A government watchdog organization, OpenTheGovernment.org, released its own Secrecy Report Card 2005 (see the sidebar on page 35) in September 2005, detailing the rising costs of secrecy and the increasing number of classified documents.8
A second trend has more and more Americans finding it necessary to file Freedom of Informatin Act (FOIA) requests to get access to government information. In May 11, 2005, testimony before the Subcommittee on Government Management, Finance and Accountability, Linda D. Koontz, director, information management issues for the Government Accountability Office, stated that "the number of requests that agencies received increased by 71 percent from 2002 to 2004." Agencies also reported that "they have been processing more requests — 68 percent more from 2002 to 2004.... For 92 percent of requests processed in 2004, agencies reported that responsive records were provided in full to requesters."9 However, the GAO report noted that "the number of pending requests carried over from year to year — known as the backlog — has been increasing, rising 14 percent since 2002."10
The Society of Environmental Journalists released a report entitled "A Flawed Tool: Environmental Reporters’’ Experiences with the Freedom of Information Act"11 (see the sidebar above left). Based on interviews with 55 reporters who use FOIA, the report "revealed growing shortcomings in the way the government is treating FOIA requests."
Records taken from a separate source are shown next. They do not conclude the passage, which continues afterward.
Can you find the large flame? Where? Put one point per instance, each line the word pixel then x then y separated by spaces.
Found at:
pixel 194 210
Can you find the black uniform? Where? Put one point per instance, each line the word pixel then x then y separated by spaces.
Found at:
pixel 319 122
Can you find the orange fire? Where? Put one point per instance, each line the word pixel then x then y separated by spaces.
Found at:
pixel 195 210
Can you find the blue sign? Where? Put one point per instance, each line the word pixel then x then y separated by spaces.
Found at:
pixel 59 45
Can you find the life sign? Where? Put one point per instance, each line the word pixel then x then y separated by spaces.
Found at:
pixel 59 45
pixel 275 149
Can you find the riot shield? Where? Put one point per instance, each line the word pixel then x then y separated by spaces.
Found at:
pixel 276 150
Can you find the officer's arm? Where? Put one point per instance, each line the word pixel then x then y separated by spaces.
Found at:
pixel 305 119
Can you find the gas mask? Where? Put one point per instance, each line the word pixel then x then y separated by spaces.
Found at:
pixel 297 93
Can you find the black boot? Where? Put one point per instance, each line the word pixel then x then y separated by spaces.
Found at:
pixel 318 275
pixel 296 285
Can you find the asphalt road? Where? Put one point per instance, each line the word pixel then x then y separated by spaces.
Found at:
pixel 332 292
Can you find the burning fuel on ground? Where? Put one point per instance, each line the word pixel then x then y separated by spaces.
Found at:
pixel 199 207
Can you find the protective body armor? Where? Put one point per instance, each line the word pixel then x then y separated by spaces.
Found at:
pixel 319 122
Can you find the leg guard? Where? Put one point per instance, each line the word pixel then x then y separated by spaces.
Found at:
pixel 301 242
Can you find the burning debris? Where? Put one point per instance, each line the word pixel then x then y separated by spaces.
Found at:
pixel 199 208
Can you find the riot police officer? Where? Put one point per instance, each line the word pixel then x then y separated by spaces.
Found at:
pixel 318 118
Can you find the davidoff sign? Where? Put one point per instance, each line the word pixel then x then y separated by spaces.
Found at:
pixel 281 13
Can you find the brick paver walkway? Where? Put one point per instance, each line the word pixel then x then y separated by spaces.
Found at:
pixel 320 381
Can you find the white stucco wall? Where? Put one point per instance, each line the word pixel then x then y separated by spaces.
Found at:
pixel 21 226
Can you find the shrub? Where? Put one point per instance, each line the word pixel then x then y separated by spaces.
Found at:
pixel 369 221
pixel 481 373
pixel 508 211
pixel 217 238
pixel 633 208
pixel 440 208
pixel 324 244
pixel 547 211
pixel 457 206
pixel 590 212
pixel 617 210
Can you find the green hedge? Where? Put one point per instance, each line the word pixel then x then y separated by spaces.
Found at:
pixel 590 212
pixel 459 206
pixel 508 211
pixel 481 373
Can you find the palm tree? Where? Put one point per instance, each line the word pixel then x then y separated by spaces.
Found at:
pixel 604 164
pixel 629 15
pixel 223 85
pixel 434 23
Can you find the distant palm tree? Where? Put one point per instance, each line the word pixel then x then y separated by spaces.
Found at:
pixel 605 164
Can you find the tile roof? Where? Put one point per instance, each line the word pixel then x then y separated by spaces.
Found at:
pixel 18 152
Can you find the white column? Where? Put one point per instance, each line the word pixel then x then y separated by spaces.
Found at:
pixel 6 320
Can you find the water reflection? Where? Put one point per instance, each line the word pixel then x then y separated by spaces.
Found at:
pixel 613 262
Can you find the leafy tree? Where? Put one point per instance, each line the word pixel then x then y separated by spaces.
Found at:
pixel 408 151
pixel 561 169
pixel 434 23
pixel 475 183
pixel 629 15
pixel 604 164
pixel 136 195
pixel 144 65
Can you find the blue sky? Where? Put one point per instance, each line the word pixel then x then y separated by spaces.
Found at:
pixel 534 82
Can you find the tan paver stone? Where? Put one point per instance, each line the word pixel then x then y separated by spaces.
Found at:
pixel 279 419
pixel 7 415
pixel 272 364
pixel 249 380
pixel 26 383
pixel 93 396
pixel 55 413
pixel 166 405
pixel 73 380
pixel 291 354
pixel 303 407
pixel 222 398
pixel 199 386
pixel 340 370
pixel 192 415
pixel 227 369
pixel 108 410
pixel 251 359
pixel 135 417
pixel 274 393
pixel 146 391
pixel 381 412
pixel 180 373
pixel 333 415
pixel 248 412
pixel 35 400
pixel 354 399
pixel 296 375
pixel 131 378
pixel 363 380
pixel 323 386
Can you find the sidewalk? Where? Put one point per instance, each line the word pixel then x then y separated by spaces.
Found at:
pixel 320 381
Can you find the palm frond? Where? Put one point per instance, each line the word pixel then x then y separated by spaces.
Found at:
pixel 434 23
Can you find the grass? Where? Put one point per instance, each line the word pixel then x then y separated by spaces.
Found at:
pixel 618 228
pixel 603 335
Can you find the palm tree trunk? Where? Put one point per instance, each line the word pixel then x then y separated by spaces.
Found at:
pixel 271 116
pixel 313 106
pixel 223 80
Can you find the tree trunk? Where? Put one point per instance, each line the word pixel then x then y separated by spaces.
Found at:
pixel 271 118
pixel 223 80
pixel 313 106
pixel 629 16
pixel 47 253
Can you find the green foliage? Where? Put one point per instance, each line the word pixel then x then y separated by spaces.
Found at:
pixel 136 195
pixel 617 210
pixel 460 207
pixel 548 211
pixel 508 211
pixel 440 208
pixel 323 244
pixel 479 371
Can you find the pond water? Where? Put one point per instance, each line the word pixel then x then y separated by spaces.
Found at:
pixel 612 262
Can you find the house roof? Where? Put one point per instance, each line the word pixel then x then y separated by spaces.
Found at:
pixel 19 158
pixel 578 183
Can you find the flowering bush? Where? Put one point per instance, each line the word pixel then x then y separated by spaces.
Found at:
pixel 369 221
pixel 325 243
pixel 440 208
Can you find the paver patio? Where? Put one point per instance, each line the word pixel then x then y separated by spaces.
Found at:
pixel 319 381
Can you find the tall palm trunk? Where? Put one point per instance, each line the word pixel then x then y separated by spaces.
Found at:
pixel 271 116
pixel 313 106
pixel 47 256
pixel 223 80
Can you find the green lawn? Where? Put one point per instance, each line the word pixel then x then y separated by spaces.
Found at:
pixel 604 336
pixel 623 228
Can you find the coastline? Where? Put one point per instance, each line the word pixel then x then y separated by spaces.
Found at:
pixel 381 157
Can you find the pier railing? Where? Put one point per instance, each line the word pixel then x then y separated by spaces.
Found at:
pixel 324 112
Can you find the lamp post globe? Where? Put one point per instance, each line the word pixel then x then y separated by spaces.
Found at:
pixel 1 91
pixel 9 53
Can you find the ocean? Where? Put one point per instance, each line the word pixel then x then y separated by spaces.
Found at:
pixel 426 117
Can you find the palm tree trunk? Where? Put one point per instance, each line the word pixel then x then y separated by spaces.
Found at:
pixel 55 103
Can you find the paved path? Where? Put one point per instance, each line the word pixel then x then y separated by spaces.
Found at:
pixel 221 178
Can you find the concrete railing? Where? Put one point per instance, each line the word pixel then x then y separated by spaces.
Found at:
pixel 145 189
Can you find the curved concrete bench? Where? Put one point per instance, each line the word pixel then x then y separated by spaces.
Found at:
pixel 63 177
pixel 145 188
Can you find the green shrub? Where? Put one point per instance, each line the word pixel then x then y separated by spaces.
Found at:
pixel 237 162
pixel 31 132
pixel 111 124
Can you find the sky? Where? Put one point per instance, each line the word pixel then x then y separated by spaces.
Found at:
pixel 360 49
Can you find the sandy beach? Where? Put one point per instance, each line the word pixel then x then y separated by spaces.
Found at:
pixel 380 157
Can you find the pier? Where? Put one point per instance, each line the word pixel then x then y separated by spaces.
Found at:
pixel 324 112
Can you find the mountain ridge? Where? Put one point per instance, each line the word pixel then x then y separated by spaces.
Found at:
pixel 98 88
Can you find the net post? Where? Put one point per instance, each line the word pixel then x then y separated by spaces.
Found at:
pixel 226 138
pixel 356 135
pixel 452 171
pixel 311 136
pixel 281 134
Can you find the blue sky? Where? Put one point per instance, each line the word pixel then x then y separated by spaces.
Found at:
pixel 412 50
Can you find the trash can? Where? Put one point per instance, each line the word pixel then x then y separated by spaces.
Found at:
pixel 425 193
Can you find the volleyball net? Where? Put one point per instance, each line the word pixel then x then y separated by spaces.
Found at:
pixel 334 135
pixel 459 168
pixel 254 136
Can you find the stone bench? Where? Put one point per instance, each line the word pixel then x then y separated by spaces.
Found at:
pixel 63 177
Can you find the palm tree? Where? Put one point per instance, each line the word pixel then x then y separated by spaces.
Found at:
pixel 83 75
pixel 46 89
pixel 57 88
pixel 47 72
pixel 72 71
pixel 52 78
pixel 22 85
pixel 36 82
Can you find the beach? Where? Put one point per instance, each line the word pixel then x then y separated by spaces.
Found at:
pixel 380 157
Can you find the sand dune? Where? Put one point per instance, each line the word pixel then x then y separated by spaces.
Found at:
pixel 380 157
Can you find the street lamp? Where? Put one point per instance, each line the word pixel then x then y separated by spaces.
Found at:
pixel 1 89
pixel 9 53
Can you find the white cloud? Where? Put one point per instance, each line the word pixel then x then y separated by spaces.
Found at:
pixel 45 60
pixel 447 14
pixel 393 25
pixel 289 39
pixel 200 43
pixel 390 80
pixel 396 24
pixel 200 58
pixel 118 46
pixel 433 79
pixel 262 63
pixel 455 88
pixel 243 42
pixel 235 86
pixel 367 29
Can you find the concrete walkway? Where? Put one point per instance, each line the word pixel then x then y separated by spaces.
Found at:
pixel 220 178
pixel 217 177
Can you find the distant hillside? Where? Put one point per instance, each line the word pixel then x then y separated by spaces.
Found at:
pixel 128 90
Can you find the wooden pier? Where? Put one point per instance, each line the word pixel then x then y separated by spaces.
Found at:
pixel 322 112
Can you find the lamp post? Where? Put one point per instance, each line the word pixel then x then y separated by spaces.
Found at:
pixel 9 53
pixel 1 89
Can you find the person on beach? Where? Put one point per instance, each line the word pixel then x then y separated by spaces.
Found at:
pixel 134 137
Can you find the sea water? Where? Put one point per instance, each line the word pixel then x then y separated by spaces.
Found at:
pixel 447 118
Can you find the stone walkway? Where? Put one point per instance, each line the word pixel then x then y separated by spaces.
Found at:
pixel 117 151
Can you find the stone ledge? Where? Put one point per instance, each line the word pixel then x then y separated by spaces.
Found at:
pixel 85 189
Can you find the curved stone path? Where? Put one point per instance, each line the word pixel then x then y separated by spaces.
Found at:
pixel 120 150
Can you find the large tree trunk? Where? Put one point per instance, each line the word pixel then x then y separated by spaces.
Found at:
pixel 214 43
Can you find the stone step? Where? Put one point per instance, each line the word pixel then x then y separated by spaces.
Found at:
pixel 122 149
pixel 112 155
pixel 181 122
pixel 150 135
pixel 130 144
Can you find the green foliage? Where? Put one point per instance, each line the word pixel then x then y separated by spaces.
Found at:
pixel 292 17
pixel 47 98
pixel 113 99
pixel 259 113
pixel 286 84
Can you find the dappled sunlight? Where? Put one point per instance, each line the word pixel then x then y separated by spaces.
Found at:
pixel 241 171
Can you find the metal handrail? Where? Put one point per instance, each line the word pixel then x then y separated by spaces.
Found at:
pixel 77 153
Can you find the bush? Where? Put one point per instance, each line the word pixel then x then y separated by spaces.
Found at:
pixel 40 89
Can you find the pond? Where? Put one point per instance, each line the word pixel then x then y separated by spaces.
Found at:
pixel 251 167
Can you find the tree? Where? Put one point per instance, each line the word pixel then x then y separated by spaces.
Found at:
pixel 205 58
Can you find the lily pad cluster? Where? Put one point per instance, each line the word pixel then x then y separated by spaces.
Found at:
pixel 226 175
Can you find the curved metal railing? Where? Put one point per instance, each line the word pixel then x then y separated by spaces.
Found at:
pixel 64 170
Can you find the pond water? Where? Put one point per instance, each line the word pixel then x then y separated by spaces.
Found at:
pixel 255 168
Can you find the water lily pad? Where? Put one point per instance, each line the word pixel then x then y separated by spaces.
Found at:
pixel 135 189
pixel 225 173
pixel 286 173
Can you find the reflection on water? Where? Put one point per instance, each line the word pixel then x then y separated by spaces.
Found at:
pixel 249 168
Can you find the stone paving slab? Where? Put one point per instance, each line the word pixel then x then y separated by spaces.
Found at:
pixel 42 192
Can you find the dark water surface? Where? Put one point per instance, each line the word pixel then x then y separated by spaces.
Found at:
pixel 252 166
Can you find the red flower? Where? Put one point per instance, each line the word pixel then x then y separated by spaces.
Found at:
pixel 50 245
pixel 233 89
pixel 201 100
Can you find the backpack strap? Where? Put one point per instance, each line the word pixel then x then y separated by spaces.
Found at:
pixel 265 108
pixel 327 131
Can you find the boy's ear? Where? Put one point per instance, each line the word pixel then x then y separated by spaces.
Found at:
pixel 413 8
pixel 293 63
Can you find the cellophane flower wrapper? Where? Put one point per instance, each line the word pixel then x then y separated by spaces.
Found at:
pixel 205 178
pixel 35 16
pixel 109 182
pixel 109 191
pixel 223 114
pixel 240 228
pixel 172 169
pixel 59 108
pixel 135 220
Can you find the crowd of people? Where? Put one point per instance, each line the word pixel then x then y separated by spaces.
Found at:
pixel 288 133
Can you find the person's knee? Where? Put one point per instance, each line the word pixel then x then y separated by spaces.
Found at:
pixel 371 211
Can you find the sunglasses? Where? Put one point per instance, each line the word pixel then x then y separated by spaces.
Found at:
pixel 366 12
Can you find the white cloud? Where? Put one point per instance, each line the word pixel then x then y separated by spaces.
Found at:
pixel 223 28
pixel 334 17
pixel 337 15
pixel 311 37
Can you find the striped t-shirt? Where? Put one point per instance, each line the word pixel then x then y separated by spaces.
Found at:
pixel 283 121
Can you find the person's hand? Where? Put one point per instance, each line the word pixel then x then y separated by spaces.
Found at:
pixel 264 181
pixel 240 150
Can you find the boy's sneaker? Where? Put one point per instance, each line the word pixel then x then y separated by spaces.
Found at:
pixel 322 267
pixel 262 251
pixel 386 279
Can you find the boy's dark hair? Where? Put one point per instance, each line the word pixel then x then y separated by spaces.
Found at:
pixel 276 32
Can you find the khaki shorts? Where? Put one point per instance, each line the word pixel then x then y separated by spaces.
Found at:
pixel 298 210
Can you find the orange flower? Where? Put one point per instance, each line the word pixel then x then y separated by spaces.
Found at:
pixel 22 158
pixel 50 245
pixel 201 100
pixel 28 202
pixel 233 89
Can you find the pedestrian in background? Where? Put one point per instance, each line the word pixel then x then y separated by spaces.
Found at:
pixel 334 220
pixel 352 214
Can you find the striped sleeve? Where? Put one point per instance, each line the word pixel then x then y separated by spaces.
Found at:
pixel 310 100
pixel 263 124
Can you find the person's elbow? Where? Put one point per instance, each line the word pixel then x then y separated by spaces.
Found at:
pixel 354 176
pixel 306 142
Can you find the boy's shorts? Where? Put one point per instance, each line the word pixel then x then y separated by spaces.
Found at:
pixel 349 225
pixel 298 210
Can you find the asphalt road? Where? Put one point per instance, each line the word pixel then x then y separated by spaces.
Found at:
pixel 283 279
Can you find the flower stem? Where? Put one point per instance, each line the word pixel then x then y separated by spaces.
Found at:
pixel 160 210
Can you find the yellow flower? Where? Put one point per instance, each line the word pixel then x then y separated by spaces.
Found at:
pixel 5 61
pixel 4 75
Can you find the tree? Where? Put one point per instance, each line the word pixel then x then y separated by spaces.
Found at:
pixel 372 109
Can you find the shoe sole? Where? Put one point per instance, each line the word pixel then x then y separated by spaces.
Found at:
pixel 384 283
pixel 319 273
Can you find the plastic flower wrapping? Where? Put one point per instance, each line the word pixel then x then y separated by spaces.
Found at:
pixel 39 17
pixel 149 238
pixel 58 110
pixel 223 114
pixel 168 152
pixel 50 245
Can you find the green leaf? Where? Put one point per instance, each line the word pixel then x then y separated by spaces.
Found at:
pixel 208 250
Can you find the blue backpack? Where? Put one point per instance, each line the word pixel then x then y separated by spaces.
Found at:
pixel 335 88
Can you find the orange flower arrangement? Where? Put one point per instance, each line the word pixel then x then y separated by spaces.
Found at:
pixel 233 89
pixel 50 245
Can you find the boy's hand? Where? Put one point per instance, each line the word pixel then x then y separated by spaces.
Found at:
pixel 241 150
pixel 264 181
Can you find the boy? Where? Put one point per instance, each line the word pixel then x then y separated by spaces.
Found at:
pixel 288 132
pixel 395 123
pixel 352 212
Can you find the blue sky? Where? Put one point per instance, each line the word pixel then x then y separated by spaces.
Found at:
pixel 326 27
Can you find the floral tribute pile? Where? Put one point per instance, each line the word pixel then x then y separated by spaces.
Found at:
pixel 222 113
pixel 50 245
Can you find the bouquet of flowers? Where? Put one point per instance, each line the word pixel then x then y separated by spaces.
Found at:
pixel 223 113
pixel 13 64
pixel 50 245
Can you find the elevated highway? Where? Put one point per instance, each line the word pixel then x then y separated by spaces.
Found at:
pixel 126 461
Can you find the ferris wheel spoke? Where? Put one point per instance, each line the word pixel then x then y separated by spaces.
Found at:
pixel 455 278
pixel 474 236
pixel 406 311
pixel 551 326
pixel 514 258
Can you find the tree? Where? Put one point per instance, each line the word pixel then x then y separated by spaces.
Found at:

When it comes to FOIA requests, many government agencies employ a delaying strategy. And the strategy seems to be effective. Reports, articles, documentaries, news reports must be written and filed without requested FOIA information. The agencies can embrace this practice and suffer no penalties or consequences, even when the requests come from the press.
Federal agencies have also removed government documents from agency Web sites and databases (see the sidebar at left). Steven Aftergood, director of the Project on Government Secrecy, wrote in Slate magazine that government agencies have "restricted access to unclassified information in libraries, archives, Web sites, and official databases."12 No complete list, inventory, or catalog of all the removed materials is available. In the absence of this inventory, Aftergood, OMBWatch, the Memoryhole, Crytome.org, and other groups have tried to publicize and make available documents and materials that have been removed.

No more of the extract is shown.